Lui è il mio terzo fratello, io con lui mi sento a casa. E la cosa più bella è stata bere assieme. Perché non si poteva mica far bere un fratello di 14 anni. No. Ma uno di 44, che oggi è più alto di me, assolutamente sì. Abbiamo brindato, faceva caldo, tanto caldo. Abbiamo fatto un barbecue. Beh, in realtà l’ha fatto lui. Abbiamo mangiato cose che ho cucinato io, abbiamo messo insieme le nostre terre e i loro prodotti. Abbiamo sentito qualcosa di forte, di emozionante, di strano. Perché, davvero, non si può spiegare come un sentimento tanto intenso possa essere nato in così poco tempo.

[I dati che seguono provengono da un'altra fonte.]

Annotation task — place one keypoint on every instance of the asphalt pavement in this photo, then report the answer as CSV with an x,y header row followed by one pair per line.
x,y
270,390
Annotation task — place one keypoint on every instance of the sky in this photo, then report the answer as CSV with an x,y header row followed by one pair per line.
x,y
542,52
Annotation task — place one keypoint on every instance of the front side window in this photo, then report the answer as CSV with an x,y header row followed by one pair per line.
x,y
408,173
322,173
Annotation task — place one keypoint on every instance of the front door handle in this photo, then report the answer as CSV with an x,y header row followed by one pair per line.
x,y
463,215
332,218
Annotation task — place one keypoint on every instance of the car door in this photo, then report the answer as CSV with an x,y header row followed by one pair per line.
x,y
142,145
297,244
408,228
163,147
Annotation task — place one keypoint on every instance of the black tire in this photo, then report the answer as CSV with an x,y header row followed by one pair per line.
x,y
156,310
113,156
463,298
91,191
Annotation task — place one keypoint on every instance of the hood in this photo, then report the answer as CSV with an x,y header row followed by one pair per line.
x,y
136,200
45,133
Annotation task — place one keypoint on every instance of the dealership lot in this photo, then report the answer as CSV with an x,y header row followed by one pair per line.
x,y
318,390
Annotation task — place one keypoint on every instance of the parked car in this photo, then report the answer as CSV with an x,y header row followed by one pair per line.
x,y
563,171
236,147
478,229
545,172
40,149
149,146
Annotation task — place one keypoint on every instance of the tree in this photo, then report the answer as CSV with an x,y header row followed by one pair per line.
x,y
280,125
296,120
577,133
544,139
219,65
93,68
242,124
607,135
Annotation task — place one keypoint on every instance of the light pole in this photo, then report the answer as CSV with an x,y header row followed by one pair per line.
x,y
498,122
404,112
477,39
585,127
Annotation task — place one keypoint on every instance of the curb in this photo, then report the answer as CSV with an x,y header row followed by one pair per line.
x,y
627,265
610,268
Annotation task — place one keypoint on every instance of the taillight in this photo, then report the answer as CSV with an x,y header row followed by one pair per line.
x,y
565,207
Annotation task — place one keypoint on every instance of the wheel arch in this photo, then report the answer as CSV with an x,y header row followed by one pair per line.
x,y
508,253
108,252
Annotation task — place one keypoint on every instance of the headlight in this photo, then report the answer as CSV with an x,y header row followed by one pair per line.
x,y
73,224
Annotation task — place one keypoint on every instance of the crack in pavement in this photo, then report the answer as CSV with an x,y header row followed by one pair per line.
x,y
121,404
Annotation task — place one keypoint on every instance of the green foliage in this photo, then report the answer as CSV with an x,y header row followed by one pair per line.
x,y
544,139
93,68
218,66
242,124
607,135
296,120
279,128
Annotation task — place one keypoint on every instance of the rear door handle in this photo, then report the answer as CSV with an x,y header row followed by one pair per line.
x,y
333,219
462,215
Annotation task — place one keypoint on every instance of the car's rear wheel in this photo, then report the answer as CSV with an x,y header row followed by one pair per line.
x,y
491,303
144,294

Bevi con me, fratello mio, e portami di nuovo in campagna per salire su un trattore. Ma stavolta lo guidiamo, perché ormai siamo ragazzini cresciuti e possiamo fare quello che ci pare. Liberi, sempre, splendenti, sempre.
Dimenticavo: quel cappello dei Celtics io ho provato a nasconderlo, nel 1991, sotto il suo letto, perché lui lo adorava e io volevo che lui potesse avere quelle belle sensazioni che il cappellino aveva dato a me. Però lui lo ha trovato e me lo ha riportato subito prima che io partissi.
L’ho conservato con me per tanto tempo, e ora il cappello dei Celtics è dove deve essere. Conservalo per me, fratello mio, e se sarà il caso dallo a un tuo nipote quando ci sarà e fallo contento. Come me, come te. Io, intanto, ti aspetto a casa.